Introducción: la Verde juega otra final. Prohibido tropezar en El Alto de nuevo. Chile, colero, disputa su última chance para llegar al repechaje. Villegas rectifica y se olvida del falso nueve. De centro delantero va Algarañaz (sacrificado como primer defensor). En el arco, vuelve Lampe tras el error de Viscarra. Los centrales son de futuro: Morales tiene 21 años (y madera de capitán) y Arroyo, 20. De cinco va Ervin, a su derecha Robson y a su izquierda, Villamil. La peor Chile de los últimos tiempos solo tiene a Alexis como figura rutilante, venido a menos, como todo su equipo. Estamos siete mil hinchas en Villa Ingenio. Los precios, la inflación y la falta de transporte, por la escasez de gasolina, complotan.

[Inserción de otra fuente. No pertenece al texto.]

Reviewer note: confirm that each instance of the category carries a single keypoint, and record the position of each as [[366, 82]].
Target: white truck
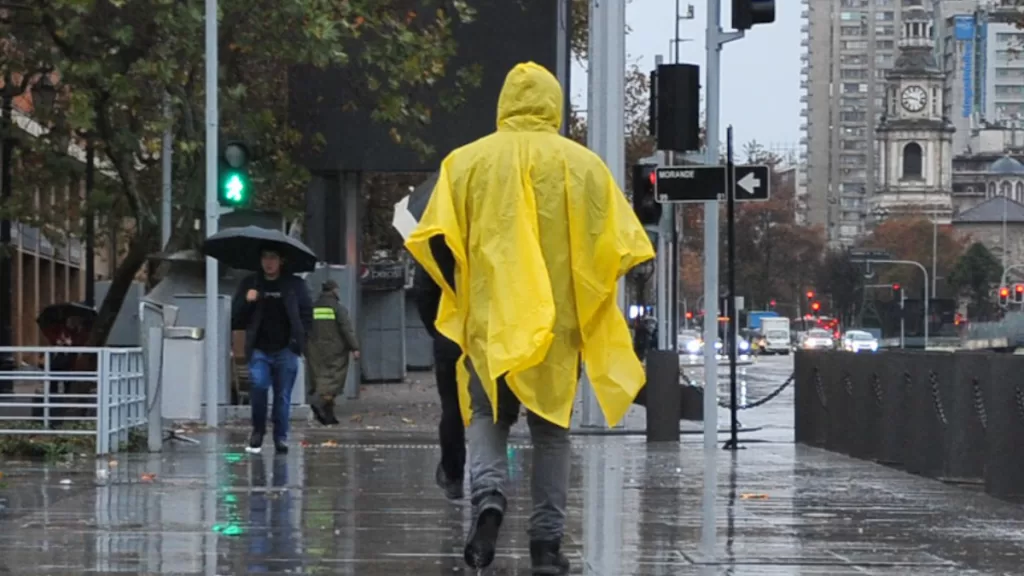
[[776, 335]]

Nudo: la siete es de Miguel Terceros Acuña, 21 años. ¿Hasta cuando le vamos a decir con el diminutivo? ¿Se dejó el bigotito para sacarse el apodo? Don Miguel es -con la ausencia de Ramiro por dopaje- nuestro hombre diferente. El que paga una entrada. Su lugar no es de falso nueve. Tirado a una banda, donde juega Lamine, donde brillaba Messi (perdón por las comparaciones odiosas), Terceros traza diagonal, arma su privilegiada pierna zurda, cambia de frente, desborda/dispara, tiene gol (lleva seis e iguala a Messi y Luis Díaz como máximo artillero de estas clasificatorias). El equipo nunca pierde cuando él convierte. Miguel se asocia (su mejor compadre es Medina) y filtra. Y arenga. Nota mental: Terceros no fue formado en las divisiones inferiores de ningún club profesional boliviano. Su temprano gol y su partidazo (nos) harán ilusionar. Otra vez.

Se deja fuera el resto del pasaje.